Finally, in Figure 16 we provide the first three principal components of all drivers, received by the first three columns of the matrix X V in (3). The drivers are colored according to the allocation to the three selected drivers 57, 206, 238 received from the deep ConvNet, see Table 6. The three selected drivers are illustrated by slightly larger dots (with black borders). The first two principal components (Figure 16, left) show a separation of blue dots from red and orange ones; the red and orange dots however are quite mixed (in fact, the first principal component is the main driver of the separation). Thus, a PCA based on the first two principal components leads to a slightly different clustering compared to the deep ConvNet approach (using drivers 57, 206 and 238 for determining the clustering). On the one hand, it is quite surprising that we receive similarities between the principal components and the blue-red-orange dots clustering of the ConvNet approach because the three drivers 57, 206 and 238 have just been selected because they have rather different sample statistics σ ¯ a , see Figure 4 (right).

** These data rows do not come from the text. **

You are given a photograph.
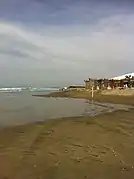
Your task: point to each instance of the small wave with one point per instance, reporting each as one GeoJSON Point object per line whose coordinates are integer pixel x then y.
{"type": "Point", "coordinates": [30, 89]}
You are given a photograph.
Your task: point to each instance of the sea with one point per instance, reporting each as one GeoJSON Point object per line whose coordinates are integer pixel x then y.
{"type": "Point", "coordinates": [18, 106]}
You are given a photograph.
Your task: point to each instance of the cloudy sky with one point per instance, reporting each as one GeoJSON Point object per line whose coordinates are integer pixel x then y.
{"type": "Point", "coordinates": [59, 42]}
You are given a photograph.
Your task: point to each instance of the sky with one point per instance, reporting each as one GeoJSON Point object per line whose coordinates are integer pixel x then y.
{"type": "Point", "coordinates": [62, 42]}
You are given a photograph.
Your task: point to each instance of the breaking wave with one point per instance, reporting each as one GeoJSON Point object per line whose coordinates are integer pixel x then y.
{"type": "Point", "coordinates": [30, 89]}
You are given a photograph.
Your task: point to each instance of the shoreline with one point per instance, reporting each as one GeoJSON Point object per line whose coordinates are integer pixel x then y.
{"type": "Point", "coordinates": [52, 148]}
{"type": "Point", "coordinates": [98, 97]}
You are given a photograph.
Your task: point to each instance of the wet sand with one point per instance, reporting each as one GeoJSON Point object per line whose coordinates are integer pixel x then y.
{"type": "Point", "coordinates": [117, 99]}
{"type": "Point", "coordinates": [81, 147]}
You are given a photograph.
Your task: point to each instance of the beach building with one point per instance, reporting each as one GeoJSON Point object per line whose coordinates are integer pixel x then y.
{"type": "Point", "coordinates": [122, 81]}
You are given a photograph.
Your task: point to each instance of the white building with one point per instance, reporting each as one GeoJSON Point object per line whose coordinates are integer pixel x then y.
{"type": "Point", "coordinates": [122, 76]}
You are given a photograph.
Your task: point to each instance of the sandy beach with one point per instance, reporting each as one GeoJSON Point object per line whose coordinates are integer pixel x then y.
{"type": "Point", "coordinates": [81, 147]}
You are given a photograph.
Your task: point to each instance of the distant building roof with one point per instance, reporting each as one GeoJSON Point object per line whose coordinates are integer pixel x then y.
{"type": "Point", "coordinates": [122, 76]}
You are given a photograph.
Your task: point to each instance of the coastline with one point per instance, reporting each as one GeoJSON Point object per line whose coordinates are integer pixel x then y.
{"type": "Point", "coordinates": [51, 149]}
{"type": "Point", "coordinates": [99, 96]}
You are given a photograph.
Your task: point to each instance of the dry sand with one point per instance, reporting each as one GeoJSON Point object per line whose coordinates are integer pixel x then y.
{"type": "Point", "coordinates": [74, 148]}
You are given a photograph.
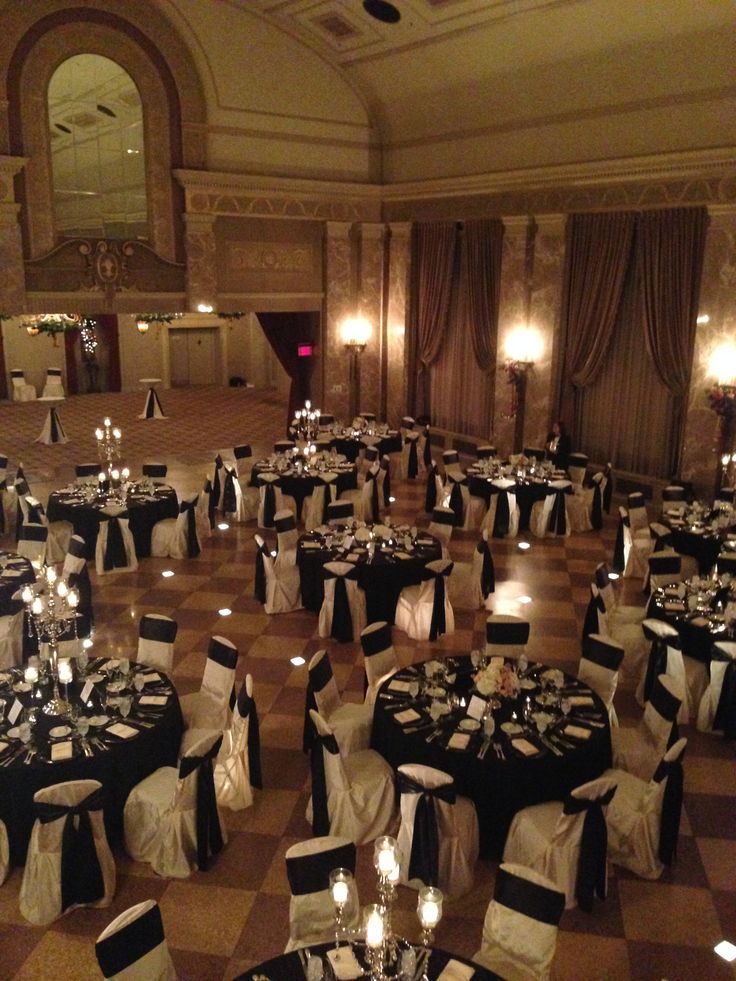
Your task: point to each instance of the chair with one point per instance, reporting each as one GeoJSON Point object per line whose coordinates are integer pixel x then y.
{"type": "Point", "coordinates": [598, 668]}
{"type": "Point", "coordinates": [69, 862]}
{"type": "Point", "coordinates": [278, 590]}
{"type": "Point", "coordinates": [438, 834]}
{"type": "Point", "coordinates": [566, 841]}
{"type": "Point", "coordinates": [178, 537]}
{"type": "Point", "coordinates": [506, 635]}
{"type": "Point", "coordinates": [352, 794]}
{"type": "Point", "coordinates": [156, 636]}
{"type": "Point", "coordinates": [350, 722]}
{"type": "Point", "coordinates": [342, 615]}
{"type": "Point", "coordinates": [521, 923]}
{"type": "Point", "coordinates": [472, 583]}
{"type": "Point", "coordinates": [115, 549]}
{"type": "Point", "coordinates": [133, 947]}
{"type": "Point", "coordinates": [171, 818]}
{"type": "Point", "coordinates": [425, 612]}
{"type": "Point", "coordinates": [311, 907]}
{"type": "Point", "coordinates": [379, 657]}
{"type": "Point", "coordinates": [238, 764]}
{"type": "Point", "coordinates": [22, 391]}
{"type": "Point", "coordinates": [637, 749]}
{"type": "Point", "coordinates": [717, 708]}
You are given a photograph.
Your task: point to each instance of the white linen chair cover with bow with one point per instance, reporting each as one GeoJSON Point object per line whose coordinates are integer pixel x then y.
{"type": "Point", "coordinates": [311, 907]}
{"type": "Point", "coordinates": [379, 658]}
{"type": "Point", "coordinates": [178, 538]}
{"type": "Point", "coordinates": [115, 549]}
{"type": "Point", "coordinates": [350, 721]}
{"type": "Point", "coordinates": [171, 818]}
{"type": "Point", "coordinates": [717, 708]}
{"type": "Point", "coordinates": [238, 765]}
{"type": "Point", "coordinates": [209, 708]}
{"type": "Point", "coordinates": [598, 668]}
{"type": "Point", "coordinates": [638, 748]}
{"type": "Point", "coordinates": [425, 612]}
{"type": "Point", "coordinates": [69, 862]}
{"type": "Point", "coordinates": [643, 818]}
{"type": "Point", "coordinates": [566, 841]}
{"type": "Point", "coordinates": [438, 834]}
{"type": "Point", "coordinates": [342, 615]}
{"type": "Point", "coordinates": [352, 795]}
{"type": "Point", "coordinates": [278, 590]}
{"type": "Point", "coordinates": [521, 925]}
{"type": "Point", "coordinates": [133, 947]}
{"type": "Point", "coordinates": [156, 636]}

Moreover, the v-a heatmaps only look at speed and acceleration/braking, but neither do they consider these quantities as time series nor do they consider the changes in angles, as the deep ConvNet approach does. On the other hand, similarities can be explained by the fact, that the first principal component in the PCA explains acceleration/braking, see Figure 15 (left), and this has also been the crucial variable used to select the three drivers 57, 206 and 238.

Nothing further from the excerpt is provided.